Out of touch in Tallahassee, Gov. Rick Scott and many Republican legislators continue to sing the praises of competition and the private market place in a situation where free enterprise isn’t working. Property insurance is either not accessible or not affordable in much of the state, yet homeowners with mortgages are required to purchase coverage. Now Citizens is pondering whether to pay private insurers to take some of its 1.4 million policies, presumably those with the least risk.

The bottom line for consumers: Millions of dollars in premiums they have paid to Citizens would be sent to private insurers. Then their policies would be transferred to those private insurers — and the private insurers would dramatically raise their rates. Nothing about that corporate welfare strategy is fair to Floridians who shouldn’t be gouged based on fuzzy calculations about what might happen in a 1-in-100-year hurricane.

Florida has been on a lucky streak, with no hurricanes striking the state in six years. That has enabled Citizens to build more than $5.6 billion in reserves as it continues to raise premiums by up to the 10 percent cap set by the Legislature. That is a reasonable approach to gradually raise rates in a way that is predictable and most homeowners can manage. In fact, the state’s insurance consumer advocate projects that Citizens could cover claims now from a 1-in-25-year hurricane without making any poststorm assessments while some private insurers could fail. It makes no sense to use premiums collected by Citizens to pay private insurers to take on Citizens customers — and then force those customers to pay more for coverage that may not be there when they need it.

Yet the governor continues to pressure Citizens to reduce its number of policyholders, and Citizens is determined to drive away its customers by making their lives as miserable as possible. It’s one thing to seek to raise rates to roughly the 10 percent cap, as the insurer’s board voted last week. But Citizens also is significantly scaling back what sorts of losses it will cover, unconscionably raising rates for sinkhole coverage and aggressively reinspecting homes to raise millions in premiums under the guise of weeding out fraud in hurricane mitigation discounts. At least the Citizens board rejected a sneaky plan last week to lift the rate cap on new policies and to limit nonflood water damage coverage to an inadequate $15,000.

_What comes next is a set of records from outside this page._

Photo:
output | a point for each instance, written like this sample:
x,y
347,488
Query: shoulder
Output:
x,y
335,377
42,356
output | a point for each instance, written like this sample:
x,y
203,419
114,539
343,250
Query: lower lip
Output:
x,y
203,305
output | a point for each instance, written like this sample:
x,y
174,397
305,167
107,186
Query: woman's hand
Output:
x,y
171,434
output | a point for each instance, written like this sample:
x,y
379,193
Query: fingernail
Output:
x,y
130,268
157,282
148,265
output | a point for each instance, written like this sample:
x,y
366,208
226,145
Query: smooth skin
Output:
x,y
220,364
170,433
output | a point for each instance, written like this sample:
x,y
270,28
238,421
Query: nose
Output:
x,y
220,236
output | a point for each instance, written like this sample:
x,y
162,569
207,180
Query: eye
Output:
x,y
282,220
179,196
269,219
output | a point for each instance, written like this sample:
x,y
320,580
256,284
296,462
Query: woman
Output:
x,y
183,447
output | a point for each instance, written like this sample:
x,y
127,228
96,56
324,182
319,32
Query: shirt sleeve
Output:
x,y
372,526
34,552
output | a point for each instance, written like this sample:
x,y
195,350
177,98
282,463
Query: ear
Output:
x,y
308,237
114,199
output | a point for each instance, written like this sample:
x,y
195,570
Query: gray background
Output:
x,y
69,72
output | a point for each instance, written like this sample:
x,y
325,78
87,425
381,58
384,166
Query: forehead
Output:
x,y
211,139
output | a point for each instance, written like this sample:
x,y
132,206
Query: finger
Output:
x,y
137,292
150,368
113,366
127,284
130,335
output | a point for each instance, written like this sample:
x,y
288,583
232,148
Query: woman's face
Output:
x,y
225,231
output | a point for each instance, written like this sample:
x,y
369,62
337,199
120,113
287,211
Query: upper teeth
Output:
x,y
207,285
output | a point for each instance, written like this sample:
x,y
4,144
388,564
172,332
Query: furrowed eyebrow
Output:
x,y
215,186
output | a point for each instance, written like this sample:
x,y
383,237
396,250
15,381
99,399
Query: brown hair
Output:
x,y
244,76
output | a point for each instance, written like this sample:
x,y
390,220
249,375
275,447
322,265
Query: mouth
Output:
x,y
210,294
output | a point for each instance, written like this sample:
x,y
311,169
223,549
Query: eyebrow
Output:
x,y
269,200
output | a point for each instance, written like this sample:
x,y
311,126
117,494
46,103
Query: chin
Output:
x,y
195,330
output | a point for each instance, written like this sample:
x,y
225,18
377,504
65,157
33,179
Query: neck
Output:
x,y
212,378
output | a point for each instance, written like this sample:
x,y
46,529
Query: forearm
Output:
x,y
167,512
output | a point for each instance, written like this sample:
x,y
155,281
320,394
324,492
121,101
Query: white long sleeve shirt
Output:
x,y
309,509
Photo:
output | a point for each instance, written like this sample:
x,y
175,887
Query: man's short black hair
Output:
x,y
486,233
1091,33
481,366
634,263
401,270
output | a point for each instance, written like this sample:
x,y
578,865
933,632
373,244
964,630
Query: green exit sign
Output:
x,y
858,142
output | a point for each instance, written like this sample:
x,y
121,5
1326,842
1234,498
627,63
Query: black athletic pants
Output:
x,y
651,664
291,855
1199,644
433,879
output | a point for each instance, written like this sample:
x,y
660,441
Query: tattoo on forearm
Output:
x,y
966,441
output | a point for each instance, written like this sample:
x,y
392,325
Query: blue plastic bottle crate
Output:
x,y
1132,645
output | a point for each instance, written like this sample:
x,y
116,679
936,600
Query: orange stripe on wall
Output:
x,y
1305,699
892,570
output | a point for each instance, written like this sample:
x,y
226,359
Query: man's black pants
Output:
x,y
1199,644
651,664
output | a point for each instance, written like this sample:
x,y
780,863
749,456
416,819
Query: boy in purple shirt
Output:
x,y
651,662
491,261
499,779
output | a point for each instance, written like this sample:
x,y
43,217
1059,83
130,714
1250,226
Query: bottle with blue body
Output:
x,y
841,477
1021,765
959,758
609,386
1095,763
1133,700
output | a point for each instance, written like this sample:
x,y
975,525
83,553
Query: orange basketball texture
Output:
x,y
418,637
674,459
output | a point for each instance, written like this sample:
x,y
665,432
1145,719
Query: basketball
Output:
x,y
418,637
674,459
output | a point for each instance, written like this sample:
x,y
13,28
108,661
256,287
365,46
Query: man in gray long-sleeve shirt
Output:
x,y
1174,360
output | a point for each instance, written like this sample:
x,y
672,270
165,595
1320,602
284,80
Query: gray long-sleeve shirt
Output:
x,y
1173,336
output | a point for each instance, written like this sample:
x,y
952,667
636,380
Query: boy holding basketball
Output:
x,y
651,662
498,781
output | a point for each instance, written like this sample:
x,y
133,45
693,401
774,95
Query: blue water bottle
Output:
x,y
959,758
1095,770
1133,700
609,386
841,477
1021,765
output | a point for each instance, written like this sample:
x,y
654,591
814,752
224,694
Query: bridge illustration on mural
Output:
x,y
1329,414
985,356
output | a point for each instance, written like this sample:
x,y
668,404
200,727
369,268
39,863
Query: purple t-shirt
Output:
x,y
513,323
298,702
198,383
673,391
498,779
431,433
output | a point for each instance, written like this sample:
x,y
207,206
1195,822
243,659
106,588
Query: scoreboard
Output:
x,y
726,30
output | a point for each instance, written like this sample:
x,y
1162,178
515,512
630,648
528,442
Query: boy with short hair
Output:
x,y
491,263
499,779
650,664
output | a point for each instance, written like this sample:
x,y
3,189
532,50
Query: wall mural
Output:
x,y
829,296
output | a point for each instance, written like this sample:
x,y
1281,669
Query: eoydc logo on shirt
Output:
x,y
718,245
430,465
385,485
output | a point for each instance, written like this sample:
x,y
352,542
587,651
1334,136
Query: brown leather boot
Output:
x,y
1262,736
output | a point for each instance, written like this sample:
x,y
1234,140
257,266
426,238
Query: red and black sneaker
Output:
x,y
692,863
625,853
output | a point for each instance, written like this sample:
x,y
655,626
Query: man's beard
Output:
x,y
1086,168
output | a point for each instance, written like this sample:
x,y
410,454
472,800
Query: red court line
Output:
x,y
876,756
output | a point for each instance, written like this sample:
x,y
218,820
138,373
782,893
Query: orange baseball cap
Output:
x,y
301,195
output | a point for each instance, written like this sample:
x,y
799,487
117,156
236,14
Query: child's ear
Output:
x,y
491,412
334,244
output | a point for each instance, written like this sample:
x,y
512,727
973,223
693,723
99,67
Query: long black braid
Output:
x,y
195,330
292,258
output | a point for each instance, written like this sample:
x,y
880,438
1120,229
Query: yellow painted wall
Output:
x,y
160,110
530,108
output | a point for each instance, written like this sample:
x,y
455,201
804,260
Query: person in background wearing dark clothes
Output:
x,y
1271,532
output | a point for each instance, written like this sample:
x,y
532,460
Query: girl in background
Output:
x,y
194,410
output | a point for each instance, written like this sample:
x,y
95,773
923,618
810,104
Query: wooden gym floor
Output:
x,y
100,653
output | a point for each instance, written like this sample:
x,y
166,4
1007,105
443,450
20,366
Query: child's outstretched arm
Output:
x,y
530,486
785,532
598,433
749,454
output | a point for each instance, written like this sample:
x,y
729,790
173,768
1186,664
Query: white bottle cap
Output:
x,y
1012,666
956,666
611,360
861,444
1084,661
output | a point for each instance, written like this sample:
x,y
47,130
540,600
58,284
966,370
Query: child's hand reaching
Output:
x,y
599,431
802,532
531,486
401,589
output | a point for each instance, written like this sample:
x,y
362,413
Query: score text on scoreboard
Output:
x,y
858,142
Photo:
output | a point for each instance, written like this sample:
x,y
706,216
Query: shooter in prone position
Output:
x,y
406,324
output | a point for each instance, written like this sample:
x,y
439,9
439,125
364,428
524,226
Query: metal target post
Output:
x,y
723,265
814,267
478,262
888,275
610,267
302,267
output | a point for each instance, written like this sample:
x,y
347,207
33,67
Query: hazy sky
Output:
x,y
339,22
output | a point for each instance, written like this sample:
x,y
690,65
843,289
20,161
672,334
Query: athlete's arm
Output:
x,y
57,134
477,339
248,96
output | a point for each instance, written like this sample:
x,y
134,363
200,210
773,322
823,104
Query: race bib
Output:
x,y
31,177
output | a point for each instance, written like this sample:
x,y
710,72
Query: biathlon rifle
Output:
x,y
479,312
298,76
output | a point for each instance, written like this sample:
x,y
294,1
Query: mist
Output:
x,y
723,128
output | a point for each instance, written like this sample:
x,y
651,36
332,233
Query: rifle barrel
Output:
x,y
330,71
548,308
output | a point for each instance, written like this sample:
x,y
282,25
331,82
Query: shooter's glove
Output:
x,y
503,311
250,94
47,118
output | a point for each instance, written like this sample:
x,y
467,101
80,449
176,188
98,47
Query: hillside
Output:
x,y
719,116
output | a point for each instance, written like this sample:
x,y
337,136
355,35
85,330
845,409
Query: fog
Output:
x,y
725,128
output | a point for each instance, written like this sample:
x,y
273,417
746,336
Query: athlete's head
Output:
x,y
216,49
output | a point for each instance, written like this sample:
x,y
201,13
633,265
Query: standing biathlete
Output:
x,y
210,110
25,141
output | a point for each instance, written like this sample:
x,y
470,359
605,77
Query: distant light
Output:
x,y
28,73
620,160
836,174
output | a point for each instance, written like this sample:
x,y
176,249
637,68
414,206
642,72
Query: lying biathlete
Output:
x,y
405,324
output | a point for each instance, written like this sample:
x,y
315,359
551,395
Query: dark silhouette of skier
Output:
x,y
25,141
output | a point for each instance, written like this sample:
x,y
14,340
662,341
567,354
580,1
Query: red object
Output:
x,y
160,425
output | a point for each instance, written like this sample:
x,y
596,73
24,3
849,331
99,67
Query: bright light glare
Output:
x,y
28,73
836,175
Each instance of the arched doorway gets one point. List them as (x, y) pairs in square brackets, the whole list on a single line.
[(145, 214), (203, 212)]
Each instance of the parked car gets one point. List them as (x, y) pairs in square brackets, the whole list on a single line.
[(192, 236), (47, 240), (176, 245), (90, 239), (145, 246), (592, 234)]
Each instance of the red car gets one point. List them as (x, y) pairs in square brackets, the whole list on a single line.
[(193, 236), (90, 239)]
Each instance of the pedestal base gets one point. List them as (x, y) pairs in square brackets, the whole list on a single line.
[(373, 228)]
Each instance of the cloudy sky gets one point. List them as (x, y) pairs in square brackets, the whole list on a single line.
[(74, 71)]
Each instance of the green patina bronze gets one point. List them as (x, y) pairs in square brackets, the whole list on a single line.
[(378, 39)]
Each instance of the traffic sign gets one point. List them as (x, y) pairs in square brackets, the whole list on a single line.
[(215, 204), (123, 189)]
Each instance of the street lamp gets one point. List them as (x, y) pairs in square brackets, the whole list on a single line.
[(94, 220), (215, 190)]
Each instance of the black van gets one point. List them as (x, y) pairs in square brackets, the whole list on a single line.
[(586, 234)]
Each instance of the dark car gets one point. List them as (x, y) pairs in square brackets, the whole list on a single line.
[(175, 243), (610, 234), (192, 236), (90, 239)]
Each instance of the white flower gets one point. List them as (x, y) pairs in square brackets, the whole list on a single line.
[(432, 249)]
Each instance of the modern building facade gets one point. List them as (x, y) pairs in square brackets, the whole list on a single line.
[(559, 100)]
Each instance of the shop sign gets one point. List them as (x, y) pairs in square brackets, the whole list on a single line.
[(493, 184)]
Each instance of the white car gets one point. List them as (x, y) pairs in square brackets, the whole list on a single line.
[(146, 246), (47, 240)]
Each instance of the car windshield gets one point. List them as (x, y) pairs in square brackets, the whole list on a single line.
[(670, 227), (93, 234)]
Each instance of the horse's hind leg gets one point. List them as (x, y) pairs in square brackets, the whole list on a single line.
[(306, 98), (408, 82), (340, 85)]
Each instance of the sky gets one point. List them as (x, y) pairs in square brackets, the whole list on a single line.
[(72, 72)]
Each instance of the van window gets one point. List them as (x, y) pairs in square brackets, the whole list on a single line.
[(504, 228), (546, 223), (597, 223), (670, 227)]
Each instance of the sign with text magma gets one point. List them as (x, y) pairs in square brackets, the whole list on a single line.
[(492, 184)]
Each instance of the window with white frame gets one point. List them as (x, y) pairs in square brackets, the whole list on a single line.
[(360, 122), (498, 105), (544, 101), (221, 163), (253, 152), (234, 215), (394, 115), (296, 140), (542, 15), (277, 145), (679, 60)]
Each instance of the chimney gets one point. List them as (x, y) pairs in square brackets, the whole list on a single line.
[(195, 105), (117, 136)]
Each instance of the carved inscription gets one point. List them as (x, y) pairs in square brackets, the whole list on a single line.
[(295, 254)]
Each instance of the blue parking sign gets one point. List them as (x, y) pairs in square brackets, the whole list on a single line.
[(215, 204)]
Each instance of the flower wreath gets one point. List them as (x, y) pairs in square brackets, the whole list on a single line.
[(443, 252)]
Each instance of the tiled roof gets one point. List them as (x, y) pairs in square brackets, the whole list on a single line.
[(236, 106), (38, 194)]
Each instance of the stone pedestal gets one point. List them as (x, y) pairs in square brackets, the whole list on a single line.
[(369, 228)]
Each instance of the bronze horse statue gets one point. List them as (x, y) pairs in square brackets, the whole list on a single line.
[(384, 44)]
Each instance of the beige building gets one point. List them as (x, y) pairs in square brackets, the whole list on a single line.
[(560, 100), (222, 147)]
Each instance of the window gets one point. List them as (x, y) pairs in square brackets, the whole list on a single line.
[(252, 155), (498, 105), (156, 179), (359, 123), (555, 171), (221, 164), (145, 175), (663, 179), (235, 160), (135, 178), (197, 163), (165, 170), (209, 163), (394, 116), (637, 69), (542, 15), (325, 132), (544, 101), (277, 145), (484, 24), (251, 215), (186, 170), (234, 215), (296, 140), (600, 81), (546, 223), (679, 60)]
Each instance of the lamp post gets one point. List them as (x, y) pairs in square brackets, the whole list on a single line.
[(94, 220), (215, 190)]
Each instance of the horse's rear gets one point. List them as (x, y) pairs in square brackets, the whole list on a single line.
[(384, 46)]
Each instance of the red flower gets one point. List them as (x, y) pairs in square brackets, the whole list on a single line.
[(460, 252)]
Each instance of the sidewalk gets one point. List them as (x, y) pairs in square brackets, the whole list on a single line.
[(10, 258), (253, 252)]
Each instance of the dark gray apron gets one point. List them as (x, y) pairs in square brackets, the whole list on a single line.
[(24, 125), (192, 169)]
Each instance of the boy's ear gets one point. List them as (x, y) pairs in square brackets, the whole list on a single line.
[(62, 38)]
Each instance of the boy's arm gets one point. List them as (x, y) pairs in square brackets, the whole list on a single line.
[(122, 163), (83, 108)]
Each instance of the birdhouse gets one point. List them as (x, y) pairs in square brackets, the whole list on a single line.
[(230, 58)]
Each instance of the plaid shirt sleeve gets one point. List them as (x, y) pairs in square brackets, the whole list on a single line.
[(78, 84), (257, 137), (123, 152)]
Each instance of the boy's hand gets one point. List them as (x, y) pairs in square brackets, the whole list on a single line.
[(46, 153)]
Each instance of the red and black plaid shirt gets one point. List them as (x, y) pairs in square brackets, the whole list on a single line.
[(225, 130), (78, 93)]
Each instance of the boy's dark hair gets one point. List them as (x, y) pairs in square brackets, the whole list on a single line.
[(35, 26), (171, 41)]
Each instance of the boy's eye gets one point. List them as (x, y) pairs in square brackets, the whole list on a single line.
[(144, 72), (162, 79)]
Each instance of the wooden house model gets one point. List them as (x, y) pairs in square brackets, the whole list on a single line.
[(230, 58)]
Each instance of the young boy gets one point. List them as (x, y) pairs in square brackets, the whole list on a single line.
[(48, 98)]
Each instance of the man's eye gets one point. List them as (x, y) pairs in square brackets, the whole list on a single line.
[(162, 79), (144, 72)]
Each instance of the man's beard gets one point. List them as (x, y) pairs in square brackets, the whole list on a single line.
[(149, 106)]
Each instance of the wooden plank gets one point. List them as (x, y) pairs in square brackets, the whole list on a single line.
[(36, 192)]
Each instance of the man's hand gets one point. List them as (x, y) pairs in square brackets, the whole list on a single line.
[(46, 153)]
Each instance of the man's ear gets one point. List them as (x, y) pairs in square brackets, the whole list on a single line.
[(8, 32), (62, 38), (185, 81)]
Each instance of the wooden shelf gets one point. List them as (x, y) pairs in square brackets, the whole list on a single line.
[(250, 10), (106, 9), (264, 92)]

Citizens is on a positive glide path, despite the reckless use by Scott and others of wild estimates of damage by record hurricanes that wipe out the state. The reality is that Florida homeowners cannot possibly afford premiums high enough to cover up-front the damage from 1-in-100-year hurricanes. The state always will need federal aid, assessments on policies and other assistance to help rebuild after a major catastrophe. Bribing private insurers with money paid by Citizens policyholders to take their policies away from Citizens and then jack up the rates is not the answer.